Passa uma borboleta por diante de mim

E pela primeira vez no Universo eu reparo

Que as borboletas não têm cor nem movimento,

Assim como as flores não têm perfume nem cor.

A cor é que tem cor nas asas da borboleta,

No movimento da borboleta o movimento é que se move.

O perfume é que tem perfume no perfume da flor.
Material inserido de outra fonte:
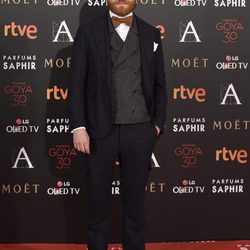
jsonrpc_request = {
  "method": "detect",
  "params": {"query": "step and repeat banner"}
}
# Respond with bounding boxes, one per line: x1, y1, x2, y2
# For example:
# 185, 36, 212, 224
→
0, 0, 250, 243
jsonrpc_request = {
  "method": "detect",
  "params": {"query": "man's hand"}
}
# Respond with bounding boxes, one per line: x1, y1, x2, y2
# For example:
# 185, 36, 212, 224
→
73, 128, 90, 154
155, 125, 160, 135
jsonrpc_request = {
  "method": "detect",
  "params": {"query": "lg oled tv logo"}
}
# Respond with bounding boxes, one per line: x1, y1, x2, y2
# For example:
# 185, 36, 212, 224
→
216, 55, 248, 70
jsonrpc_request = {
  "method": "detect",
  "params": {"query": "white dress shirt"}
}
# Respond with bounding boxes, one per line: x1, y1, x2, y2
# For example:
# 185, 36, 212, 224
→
71, 10, 133, 133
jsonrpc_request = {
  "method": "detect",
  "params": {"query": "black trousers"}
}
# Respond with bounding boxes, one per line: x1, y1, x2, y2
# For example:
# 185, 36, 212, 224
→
86, 121, 158, 250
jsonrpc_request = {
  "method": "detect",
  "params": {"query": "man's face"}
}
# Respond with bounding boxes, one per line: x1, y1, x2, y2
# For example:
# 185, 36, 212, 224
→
108, 0, 136, 16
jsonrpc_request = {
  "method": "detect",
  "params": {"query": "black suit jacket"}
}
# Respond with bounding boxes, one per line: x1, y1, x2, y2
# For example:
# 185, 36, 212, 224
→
69, 9, 167, 138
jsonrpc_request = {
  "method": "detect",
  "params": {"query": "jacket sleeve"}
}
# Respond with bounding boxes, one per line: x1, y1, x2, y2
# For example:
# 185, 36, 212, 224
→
153, 29, 168, 135
68, 24, 88, 130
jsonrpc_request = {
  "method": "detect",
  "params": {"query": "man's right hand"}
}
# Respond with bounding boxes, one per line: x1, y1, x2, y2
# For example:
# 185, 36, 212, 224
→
73, 128, 90, 154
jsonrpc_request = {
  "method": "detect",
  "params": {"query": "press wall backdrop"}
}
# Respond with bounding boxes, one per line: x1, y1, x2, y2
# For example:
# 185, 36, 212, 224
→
0, 0, 250, 243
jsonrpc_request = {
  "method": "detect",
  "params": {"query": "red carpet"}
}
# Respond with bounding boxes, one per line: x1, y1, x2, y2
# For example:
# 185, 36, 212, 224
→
0, 240, 250, 250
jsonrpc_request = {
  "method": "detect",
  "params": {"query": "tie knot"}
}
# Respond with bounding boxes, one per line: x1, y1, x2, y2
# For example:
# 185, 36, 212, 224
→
112, 15, 133, 28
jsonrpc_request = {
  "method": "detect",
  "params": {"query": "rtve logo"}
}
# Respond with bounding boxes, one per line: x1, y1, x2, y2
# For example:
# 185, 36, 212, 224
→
215, 147, 248, 164
173, 85, 206, 102
47, 85, 68, 101
4, 22, 37, 40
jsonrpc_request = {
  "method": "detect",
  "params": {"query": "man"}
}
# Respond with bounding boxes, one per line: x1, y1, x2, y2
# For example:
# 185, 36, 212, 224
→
69, 0, 167, 250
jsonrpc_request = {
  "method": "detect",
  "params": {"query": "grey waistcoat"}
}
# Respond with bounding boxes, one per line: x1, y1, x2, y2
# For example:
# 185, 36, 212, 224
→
108, 14, 151, 124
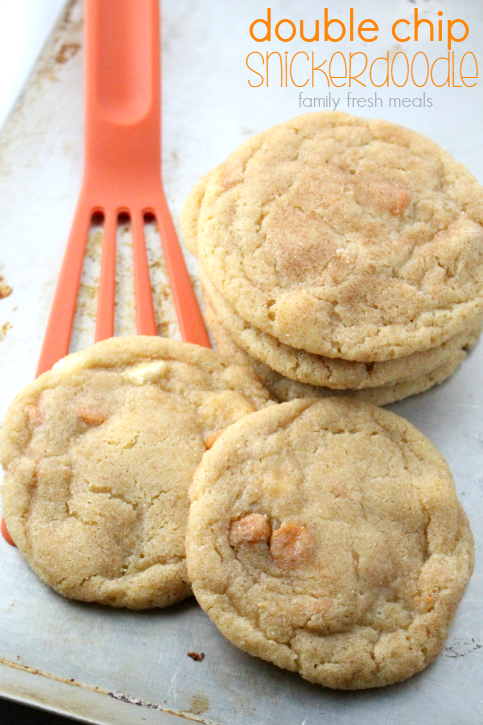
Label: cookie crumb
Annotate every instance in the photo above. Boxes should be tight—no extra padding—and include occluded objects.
[77,408,106,425]
[205,428,225,451]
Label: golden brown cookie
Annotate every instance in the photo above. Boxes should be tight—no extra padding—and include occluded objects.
[205,301,478,405]
[197,112,483,363]
[186,398,474,689]
[0,336,269,609]
[201,272,482,390]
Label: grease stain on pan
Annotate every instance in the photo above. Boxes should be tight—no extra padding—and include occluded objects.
[108,690,216,725]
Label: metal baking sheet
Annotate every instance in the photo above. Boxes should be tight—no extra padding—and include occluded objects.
[0,0,483,725]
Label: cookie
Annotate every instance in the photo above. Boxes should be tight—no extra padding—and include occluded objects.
[186,398,474,690]
[205,302,476,405]
[197,111,483,363]
[201,272,482,390]
[0,336,270,609]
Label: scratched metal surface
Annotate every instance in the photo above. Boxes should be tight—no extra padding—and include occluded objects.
[0,0,483,725]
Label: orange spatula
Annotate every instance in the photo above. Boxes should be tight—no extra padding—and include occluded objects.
[1,0,210,544]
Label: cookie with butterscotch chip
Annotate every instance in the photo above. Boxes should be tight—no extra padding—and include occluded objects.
[205,299,481,405]
[201,273,482,394]
[186,398,474,689]
[194,111,483,363]
[1,336,270,609]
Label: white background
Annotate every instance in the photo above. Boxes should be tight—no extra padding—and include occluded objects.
[0,0,65,128]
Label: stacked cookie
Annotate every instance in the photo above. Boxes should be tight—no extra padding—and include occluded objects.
[181,112,483,405]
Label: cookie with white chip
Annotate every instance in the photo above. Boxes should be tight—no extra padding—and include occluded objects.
[1,336,269,609]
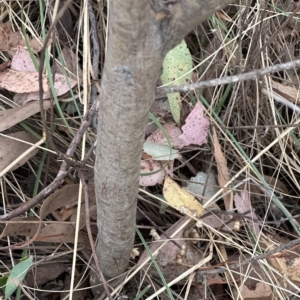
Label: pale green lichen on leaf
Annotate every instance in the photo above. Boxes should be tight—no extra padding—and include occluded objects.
[161,40,193,125]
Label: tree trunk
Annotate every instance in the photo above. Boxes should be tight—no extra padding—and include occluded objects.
[95,0,236,278]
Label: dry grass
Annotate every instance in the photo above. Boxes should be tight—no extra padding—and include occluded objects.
[0,1,300,299]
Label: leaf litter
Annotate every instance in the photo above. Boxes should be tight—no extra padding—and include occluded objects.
[0,2,300,300]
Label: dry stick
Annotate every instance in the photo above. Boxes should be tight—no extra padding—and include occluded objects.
[137,207,181,249]
[79,171,113,300]
[249,6,300,65]
[0,0,98,220]
[0,90,98,220]
[88,0,100,131]
[156,59,300,94]
[197,239,300,275]
[39,0,84,168]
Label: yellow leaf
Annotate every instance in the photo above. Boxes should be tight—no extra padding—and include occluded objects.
[163,176,203,216]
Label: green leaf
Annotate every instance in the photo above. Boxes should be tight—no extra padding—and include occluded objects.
[0,274,9,291]
[161,40,193,125]
[5,256,33,299]
[143,142,180,160]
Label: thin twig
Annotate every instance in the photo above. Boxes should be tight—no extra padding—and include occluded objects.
[156,59,300,94]
[197,239,300,275]
[137,207,181,249]
[88,0,100,131]
[79,171,113,300]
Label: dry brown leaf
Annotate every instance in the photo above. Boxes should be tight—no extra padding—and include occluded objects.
[0,217,89,246]
[57,47,82,81]
[14,74,77,105]
[0,22,25,54]
[140,160,174,186]
[0,131,39,171]
[35,223,90,246]
[0,100,51,132]
[0,217,40,239]
[234,282,273,300]
[147,124,183,149]
[0,69,48,93]
[201,207,235,232]
[234,191,260,236]
[264,240,300,283]
[271,80,300,104]
[11,46,38,72]
[0,184,95,246]
[163,176,203,216]
[0,61,11,72]
[213,127,233,210]
[138,216,224,285]
[40,184,95,219]
[25,262,67,287]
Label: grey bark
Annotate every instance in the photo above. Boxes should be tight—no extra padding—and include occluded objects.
[95,0,233,278]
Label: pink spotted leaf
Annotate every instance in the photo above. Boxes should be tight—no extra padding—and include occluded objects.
[179,103,209,146]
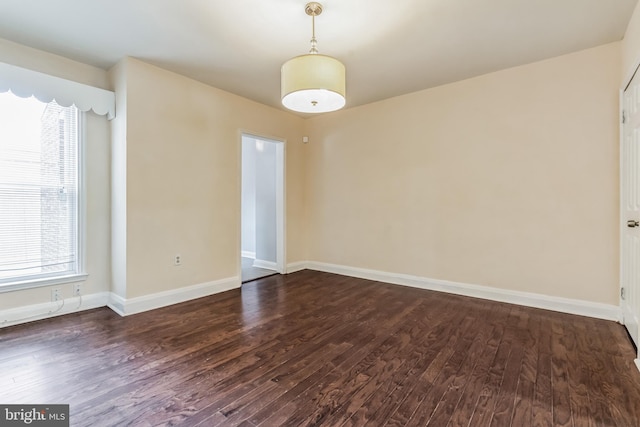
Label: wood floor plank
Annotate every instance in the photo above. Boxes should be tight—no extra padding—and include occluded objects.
[0,270,640,427]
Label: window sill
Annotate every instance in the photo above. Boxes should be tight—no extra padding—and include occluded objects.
[0,273,89,293]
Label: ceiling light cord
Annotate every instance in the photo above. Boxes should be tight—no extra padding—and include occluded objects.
[309,13,318,55]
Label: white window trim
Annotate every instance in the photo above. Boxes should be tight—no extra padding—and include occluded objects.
[0,62,116,120]
[0,273,89,294]
[0,110,89,294]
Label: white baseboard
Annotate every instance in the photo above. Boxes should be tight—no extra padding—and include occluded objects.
[253,259,278,271]
[0,292,109,328]
[106,277,241,316]
[305,261,622,322]
[286,261,311,274]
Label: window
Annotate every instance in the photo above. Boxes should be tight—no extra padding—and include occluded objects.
[0,92,83,291]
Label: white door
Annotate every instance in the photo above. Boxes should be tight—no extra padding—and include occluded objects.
[620,73,640,347]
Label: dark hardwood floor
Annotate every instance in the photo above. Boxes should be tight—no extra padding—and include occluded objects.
[0,271,640,427]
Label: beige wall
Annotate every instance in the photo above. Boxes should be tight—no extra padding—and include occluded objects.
[622,3,640,85]
[305,43,620,305]
[114,58,306,298]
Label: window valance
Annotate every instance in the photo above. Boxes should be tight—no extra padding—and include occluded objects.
[0,62,116,120]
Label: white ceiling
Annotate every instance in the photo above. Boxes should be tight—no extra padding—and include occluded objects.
[0,0,637,113]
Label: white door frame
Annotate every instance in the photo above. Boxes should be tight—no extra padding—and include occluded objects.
[236,129,287,277]
[618,62,640,370]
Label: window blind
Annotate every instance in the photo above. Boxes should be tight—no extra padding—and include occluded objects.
[0,93,79,286]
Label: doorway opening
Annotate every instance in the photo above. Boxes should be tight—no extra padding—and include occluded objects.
[240,133,285,283]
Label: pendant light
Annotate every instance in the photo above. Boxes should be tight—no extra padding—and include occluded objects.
[280,2,345,113]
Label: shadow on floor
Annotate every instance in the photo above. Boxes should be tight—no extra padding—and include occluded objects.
[241,257,278,283]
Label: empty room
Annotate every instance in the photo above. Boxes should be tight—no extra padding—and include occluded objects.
[0,0,640,427]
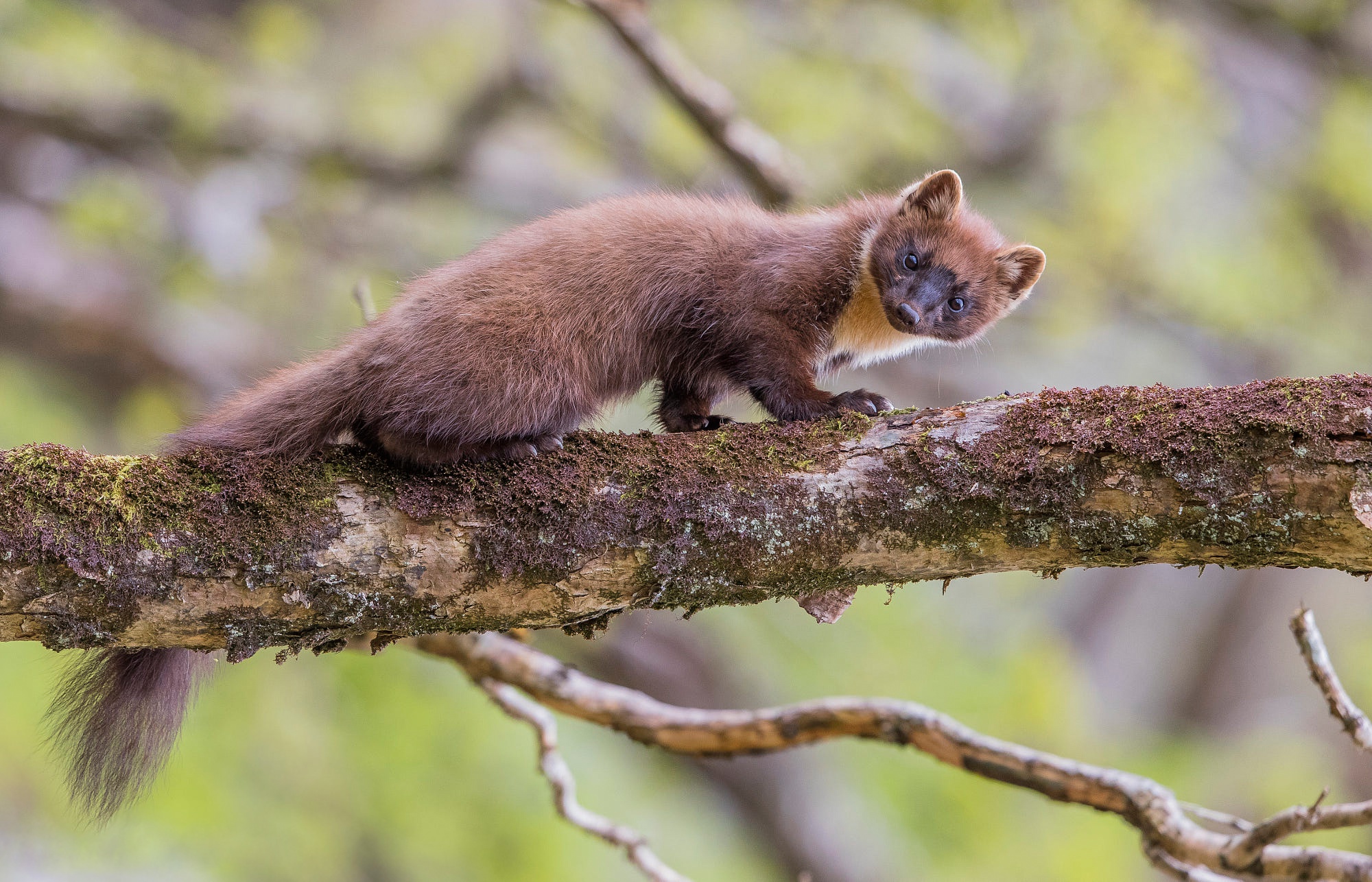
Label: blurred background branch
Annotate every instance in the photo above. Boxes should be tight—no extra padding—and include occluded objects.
[416,620,1372,882]
[8,0,1372,882]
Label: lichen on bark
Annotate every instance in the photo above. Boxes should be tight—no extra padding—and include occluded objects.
[0,376,1372,657]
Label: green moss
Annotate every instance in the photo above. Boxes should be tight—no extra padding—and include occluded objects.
[0,444,338,647]
[10,376,1372,658]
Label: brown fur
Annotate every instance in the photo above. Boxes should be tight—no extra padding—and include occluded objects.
[176,171,1043,466]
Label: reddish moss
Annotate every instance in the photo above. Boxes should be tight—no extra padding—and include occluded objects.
[0,444,338,647]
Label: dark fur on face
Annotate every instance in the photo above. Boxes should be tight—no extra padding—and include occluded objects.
[174,171,1043,466]
[52,171,1044,818]
[867,170,1044,343]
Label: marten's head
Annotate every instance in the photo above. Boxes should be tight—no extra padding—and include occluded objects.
[866,169,1044,343]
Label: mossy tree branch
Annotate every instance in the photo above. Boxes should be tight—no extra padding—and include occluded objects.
[0,376,1372,658]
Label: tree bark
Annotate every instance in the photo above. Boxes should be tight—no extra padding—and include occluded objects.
[0,376,1372,658]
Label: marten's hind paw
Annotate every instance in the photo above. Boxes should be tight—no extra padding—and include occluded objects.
[830,390,892,417]
[661,413,734,432]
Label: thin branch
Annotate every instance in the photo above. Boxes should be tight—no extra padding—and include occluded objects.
[580,0,800,207]
[1291,606,1372,752]
[1181,802,1253,833]
[417,634,1372,882]
[353,278,376,325]
[476,678,690,882]
[1143,842,1251,882]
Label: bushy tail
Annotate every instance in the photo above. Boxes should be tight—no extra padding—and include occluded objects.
[169,348,359,458]
[47,649,214,822]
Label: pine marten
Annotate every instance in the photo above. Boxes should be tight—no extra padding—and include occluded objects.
[55,170,1044,818]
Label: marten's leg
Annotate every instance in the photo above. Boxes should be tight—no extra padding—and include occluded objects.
[729,322,890,421]
[657,380,733,432]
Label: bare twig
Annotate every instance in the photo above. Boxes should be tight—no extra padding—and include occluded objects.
[1291,606,1372,752]
[476,678,690,882]
[1224,789,1372,870]
[1143,842,1233,882]
[417,634,1372,882]
[1181,802,1253,833]
[580,0,799,207]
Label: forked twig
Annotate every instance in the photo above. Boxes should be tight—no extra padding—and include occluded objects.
[1291,606,1372,753]
[476,678,690,882]
[579,0,800,207]
[417,634,1372,882]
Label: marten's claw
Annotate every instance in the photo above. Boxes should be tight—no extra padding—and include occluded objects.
[831,390,892,417]
[534,435,563,453]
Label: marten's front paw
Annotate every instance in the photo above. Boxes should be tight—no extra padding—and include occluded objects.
[829,390,892,417]
[661,413,733,432]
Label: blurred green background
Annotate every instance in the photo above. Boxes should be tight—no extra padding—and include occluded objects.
[0,0,1372,882]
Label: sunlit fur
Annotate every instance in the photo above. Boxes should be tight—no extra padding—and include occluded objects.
[52,178,1043,818]
[177,171,1043,466]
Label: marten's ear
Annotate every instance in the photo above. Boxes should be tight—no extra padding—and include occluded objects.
[996,246,1048,298]
[900,169,962,221]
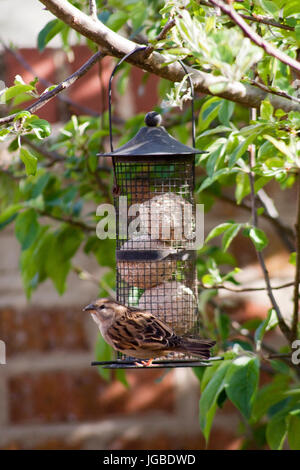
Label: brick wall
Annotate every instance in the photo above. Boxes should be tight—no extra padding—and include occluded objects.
[0,45,294,450]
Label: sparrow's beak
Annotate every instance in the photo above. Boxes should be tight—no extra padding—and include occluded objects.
[82,304,96,312]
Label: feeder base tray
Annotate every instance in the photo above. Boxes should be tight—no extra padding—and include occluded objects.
[91,356,224,369]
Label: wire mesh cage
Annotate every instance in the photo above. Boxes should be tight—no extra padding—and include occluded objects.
[94,48,219,368]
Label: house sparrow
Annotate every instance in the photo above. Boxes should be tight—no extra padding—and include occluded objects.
[83,299,215,366]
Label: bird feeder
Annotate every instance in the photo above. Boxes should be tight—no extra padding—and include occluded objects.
[93,48,216,368]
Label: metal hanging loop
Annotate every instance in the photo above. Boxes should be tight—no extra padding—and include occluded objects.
[108,46,196,151]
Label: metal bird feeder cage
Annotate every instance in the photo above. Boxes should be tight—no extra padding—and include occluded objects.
[92,48,216,368]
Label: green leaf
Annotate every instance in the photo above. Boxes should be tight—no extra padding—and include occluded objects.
[235,171,251,204]
[15,209,39,250]
[5,85,34,101]
[260,100,274,121]
[199,361,231,441]
[254,308,278,350]
[222,224,241,251]
[289,251,297,266]
[228,133,256,168]
[249,227,269,251]
[26,117,51,139]
[197,97,221,133]
[205,222,235,243]
[95,335,113,382]
[0,204,23,224]
[106,10,128,31]
[226,356,259,420]
[38,19,65,52]
[264,135,294,161]
[20,147,38,175]
[251,375,289,422]
[46,225,83,295]
[208,80,229,95]
[218,100,235,126]
[266,416,287,450]
[288,410,300,450]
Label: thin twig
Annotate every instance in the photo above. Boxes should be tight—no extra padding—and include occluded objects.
[247,79,300,103]
[72,265,116,299]
[291,173,300,341]
[1,41,98,117]
[37,210,96,232]
[199,280,300,294]
[249,109,291,341]
[213,190,295,253]
[199,0,295,31]
[22,136,66,166]
[89,0,98,20]
[209,0,300,72]
[0,51,104,125]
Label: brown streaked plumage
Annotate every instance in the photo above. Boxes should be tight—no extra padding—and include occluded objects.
[83,298,215,365]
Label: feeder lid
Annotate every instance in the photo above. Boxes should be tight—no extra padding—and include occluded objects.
[98,112,204,157]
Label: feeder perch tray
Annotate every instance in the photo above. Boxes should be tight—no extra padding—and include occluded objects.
[91,356,224,369]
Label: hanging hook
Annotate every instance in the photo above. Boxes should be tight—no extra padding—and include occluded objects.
[108,46,196,196]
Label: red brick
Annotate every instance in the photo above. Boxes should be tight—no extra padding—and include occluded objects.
[9,370,174,423]
[109,429,242,450]
[0,308,88,356]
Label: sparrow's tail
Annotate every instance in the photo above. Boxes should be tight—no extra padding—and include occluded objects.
[180,338,216,359]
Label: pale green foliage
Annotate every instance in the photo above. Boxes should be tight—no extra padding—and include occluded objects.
[0,0,300,449]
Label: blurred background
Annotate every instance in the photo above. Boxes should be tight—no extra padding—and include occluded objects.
[0,0,294,449]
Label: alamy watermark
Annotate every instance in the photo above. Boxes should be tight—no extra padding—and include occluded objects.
[292,339,300,366]
[0,80,7,104]
[0,339,6,364]
[96,194,204,250]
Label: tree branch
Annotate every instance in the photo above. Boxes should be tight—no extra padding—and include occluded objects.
[209,0,300,72]
[1,41,99,117]
[37,210,96,232]
[39,0,300,112]
[0,51,104,125]
[22,136,66,166]
[214,190,295,253]
[291,173,300,341]
[199,280,300,294]
[89,0,98,20]
[199,0,295,31]
[249,110,291,341]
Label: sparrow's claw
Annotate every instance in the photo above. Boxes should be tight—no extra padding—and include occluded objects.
[134,358,154,367]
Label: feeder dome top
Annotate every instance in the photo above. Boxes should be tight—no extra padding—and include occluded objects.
[98,111,203,157]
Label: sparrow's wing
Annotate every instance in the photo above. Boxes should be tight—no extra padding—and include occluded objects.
[107,309,178,352]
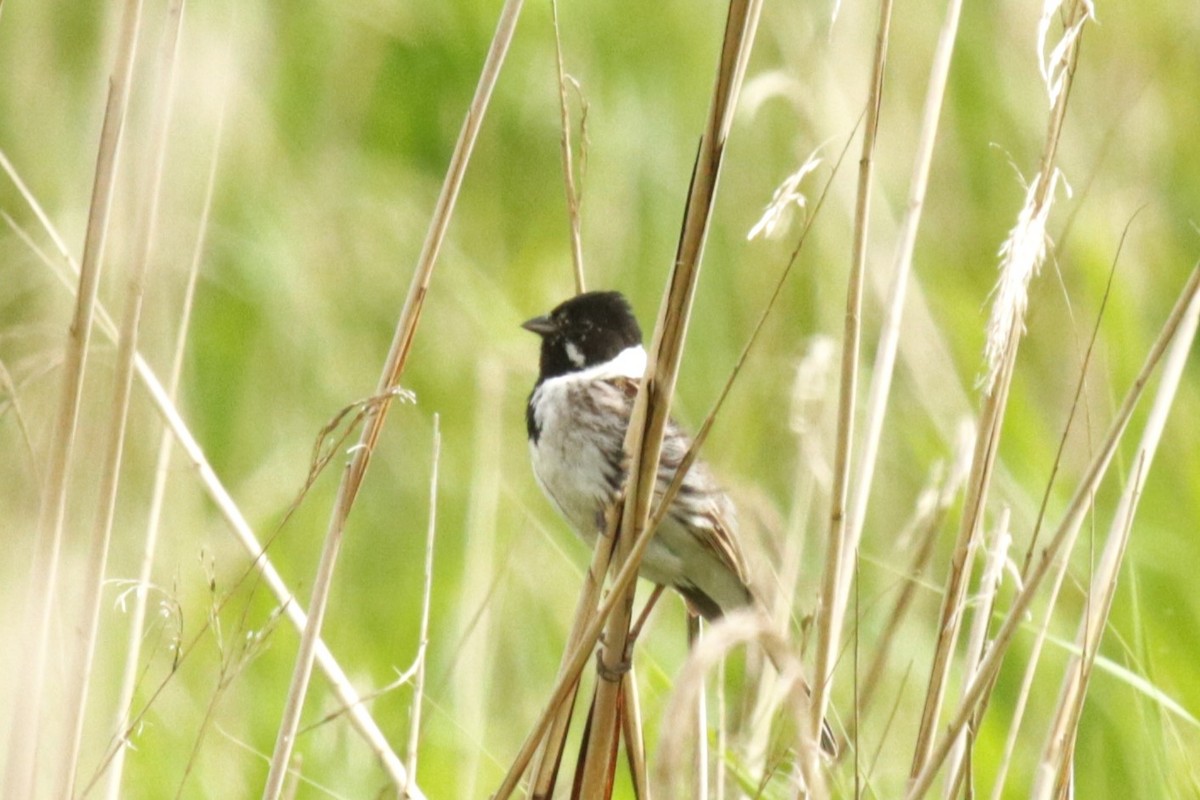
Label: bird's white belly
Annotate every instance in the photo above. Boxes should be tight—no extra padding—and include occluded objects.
[529,381,683,584]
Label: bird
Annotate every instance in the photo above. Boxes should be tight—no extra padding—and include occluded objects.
[522,291,756,621]
[522,291,838,758]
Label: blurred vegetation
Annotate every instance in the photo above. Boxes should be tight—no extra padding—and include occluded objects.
[0,0,1200,798]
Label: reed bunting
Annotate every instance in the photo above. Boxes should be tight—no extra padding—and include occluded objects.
[522,291,754,620]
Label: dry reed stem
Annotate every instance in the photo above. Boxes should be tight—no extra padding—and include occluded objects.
[810,0,893,738]
[906,265,1200,800]
[910,326,1020,776]
[910,2,1084,777]
[492,444,768,800]
[840,0,962,642]
[942,506,1013,800]
[263,0,522,800]
[992,226,1132,800]
[104,18,226,800]
[529,503,617,799]
[446,362,506,798]
[0,90,404,788]
[64,0,184,796]
[620,664,650,800]
[1034,284,1200,796]
[550,0,587,294]
[402,414,442,796]
[582,0,762,800]
[691,614,705,800]
[838,425,974,756]
[501,106,850,800]
[5,0,142,798]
A borboleta é apenas borboleta

E a flor é apenas flor.

 

Em suma: mude também a sua forma de perceber as coisas e algo certamente se alterará em você, mesmo que não tenha dado um passo físico em direção a outra paragem. Ou será mesmo que o jardim do vizinho, de fato, é sempre mais florido do que o seu?!

 

J.A.R. – H.C.

 

Julio J. Casal

(1889-1954)

 

No te has de ir

 

No to has de ir. La tierra

está demasiado

bien hecha.

 

Aprendes de memoria las palabras

de los viajes

y no sabes que para partir

hay que olvidarlo todo.

 

Miras trenes, y barcos, y palomas.

Ignoras que ellos corren

y vuelan por el mundo

para estar quietos.

Es el mundo que anda.

No es el barco, es el mar

que se mueve. No pasan los viajeiros,

es el camino.

 

No vuela la paloma,

es sólo el aire.

 

No te has de ir. La tierra

está demasiado

bien hecha.

 

Não precisas ir

(Mary Larsen: artista norte-americana)

 

Não tens que ir

 

Não tens que ir. A terra

se acha demasiado

bem feita.

 

Aprendes de cor as palavras

das viagens

e não sabes que, para partir,

há que se esquecer de tudo.

 

Observas trens, e barcos, e pombas.

Ignoras que correm

e voam pelo mundo

para estar quietos.

É o mundo que anda.

Não é o barco, é o mar

que se move. Não são os viajantes que passam,

é o caminho.

 

Não é a pomba que voa,

mas apenas o ar.

 

Não tens que ir. A terra

se acha demasiado

bem feita.

 

Referência:

 

CASAL, Julio J. No te has de ir. In: __________. Aquí Poesía: publicación bimestral, Montevideo (UY), vol. 12, p. 48, 1964. Disponível neste endereço. Acesso em: 18 fev. 2025.